So far, so good on the pantry leftover war.
I tried applesauce with honey instead of sugar this morning. It came out thicker than I prefer, so next time I won’t cut the water as much. Otherwise, a happy experiment.
I disposed of all the tomatoes. The big ones I peeled and cooked down, then added a few strips of green pepper, three cloves of garlic, the last three onions from the garden and the handful of leftover portabellas, plus Italian seasonings. The can of tomato paste and the leftover jar spaghetti sauce and meat from the other night joined the pot. By the time I was done, I had a very thick paste that my daughter loved the smell of. Considering she usually insists on naked pasta, I might be onto something.

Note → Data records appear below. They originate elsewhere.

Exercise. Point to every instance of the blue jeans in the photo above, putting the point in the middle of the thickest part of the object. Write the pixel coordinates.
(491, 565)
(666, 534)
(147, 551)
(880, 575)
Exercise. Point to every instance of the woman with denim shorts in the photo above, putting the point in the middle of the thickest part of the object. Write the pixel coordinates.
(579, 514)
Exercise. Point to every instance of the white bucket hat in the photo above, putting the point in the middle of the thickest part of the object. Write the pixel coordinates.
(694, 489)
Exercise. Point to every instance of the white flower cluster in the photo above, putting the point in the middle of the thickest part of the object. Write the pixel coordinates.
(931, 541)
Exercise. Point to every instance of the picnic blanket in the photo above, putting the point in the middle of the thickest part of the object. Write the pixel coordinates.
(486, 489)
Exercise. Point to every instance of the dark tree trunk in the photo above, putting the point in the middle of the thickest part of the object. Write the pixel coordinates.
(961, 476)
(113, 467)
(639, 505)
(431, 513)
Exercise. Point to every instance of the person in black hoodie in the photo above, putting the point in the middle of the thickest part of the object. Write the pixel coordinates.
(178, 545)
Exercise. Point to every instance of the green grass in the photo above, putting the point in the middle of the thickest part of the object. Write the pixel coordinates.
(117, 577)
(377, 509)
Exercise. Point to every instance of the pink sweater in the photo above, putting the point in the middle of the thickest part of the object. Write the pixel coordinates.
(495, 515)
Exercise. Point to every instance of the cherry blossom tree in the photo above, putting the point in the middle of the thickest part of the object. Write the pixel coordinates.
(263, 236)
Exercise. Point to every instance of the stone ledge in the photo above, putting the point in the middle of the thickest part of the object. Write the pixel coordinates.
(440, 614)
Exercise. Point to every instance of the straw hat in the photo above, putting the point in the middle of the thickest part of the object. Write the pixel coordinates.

Finally I produced banana, coconut and tapioca pearl soup. I found the recipe online yesterday as I was trying to combine tapioca and coconut, meaning the flaked kind. But this called for coconut milk, a pantry stray I had overlooked, so I jumped on it. I found the recipe elsewhere but it looks like it originated with Saveur, so here’s their copy.
“This creamy, sweet dessert is a favorite Vietnamese street snack,” it says. The version I saw didn’t mention 3/4-inch slices for the bananas and so I mashed them, making a smoother consistency. I like the flavor, but I don’t think I’ll be rushing to make it very often. It’s like a runny pudding and I haven’t quite wrapped my head around it yet.